Pubdate: Sat, 27 Oct 2001
Source: Salt Lake Tribune (UT)
Copyright: 2001 The Salt Lake Tribune
Contact:  http://www.sltrib.com/
Details: http://www.mapinc.org/media/383
Author: Jared Kotler, The Associated Press
Bookmark: http://www.mapinc.org/find?203 (Terrorism)

U.S. AID TO BATTLE TERRORISM IN COLOMBIA 'INTENSIFYING'

BOGOTA, Colombia -- The United States will provide Colombia with 
counterterrorist aid -- in addition to military aid to fight drug 
trafficking -- as part of the new global war on terrorism, the U.S. 
ambassador to the South American country said Friday.

Washington plans to train and equip elite anti-kidnapping and bomb squads, 
assist civilian and military counter-terror investigators and help Colombia 
guard its oil pipelines from rebel bomb attacks, Ambassador Anne Patterson 
said.

The new aid would be in addition to a controversial U.S. military plan 
aimed at helping Colombian security forces fight leftist rebels and 
right-wing paramilitaries, who have been embroiled in civil war for 37 years.

Fighting drugs -- a main source of funding for the rebel groups and 
paramilitaries -- would remain the main U.S. focus. But "there's no 
question we are now focusing more on terrorism in Colombia" after the Sept. 
11 attacks on New York and Washington, Patterson said.

Two leftist Colombian rebel groups and a rival rightist paramilitary 
faction are on the State Department's list of foreign terrorist organizations.

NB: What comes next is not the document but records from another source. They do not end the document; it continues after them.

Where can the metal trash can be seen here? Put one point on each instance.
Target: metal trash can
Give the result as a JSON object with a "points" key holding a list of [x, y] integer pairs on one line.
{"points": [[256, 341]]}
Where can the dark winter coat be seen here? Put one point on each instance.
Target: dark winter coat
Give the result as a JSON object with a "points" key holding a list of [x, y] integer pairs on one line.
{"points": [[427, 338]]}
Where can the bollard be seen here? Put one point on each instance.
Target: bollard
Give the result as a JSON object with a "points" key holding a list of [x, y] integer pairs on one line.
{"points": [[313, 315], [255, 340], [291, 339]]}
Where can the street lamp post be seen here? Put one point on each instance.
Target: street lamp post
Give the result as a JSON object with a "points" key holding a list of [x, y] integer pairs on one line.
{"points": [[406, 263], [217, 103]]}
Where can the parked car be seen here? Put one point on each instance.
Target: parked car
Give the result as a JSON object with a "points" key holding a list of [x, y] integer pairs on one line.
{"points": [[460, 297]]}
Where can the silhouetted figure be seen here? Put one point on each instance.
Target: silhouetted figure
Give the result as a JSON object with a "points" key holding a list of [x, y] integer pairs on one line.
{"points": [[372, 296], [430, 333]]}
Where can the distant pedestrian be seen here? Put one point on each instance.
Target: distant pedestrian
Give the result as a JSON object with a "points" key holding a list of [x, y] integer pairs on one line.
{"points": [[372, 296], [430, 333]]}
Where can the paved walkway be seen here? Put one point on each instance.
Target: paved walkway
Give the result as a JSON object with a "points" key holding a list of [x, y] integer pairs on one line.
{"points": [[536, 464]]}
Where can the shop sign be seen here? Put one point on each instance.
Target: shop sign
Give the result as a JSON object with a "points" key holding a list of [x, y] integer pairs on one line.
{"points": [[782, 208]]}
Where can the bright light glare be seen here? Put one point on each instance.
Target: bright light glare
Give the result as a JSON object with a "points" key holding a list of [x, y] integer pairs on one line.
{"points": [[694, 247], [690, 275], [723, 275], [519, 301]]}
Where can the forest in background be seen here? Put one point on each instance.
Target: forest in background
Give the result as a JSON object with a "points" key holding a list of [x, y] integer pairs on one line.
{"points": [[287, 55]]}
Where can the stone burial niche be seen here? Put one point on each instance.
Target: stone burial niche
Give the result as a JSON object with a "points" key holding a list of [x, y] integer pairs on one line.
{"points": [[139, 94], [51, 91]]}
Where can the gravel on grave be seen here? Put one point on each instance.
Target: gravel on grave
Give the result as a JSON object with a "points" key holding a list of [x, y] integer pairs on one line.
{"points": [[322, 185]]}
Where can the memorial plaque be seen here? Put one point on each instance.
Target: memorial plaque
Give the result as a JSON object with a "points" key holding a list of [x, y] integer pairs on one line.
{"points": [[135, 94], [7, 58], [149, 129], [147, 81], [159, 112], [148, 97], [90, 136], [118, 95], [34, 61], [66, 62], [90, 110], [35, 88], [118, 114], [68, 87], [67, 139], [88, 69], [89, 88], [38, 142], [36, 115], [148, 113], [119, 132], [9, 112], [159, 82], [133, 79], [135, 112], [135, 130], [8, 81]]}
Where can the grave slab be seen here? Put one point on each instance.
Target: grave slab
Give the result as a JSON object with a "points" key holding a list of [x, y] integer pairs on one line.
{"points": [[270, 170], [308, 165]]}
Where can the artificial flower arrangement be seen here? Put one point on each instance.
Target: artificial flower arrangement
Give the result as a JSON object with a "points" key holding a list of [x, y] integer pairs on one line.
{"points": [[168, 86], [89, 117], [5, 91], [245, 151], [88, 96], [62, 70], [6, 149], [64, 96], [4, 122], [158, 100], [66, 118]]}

Patterson said the United Sates had already planned to aid and provide 
intelligence assistance to Colombian anti-kidnapping squads before last 
month's attacks. That plan and other anti-terrorist efforts would now be 
"intensifying," she said.

Colombian President Andres Pastrana and President Bush are scheduled to 
meet in Washington on Nov. 11 to review relations, Foreign Minister 
Guillermo Fernandez de Soto said Friday.

"All of the (Colombian) outlaw groups have to understand that it's not just 
rhetoric that the world changed after Sept. 11," Fernandez de Soto said.

Rebels are responsible for the majority of the more than 3,000 kidnappings 
reportedly annually in Colombia, and have been waging a sabotage campaign 
against oil pipelines. The nation's largest guerrilla group, the 
Revolutionary Armed Forces of Colombia, or FARC, has also kidnapped and 
killed U.S. citizens in Colombia.

Washington is also turning up its scrutiny of landowner-backed paramilitary 
groups that are waging a brutal massacre campaign against suspected leftists.

Patterson said the State Department on Friday was to cancel the visas of 
five Colombians believed to be helping finance the paramilitary United 
Self-Defense Forces of Colombia, or AUC.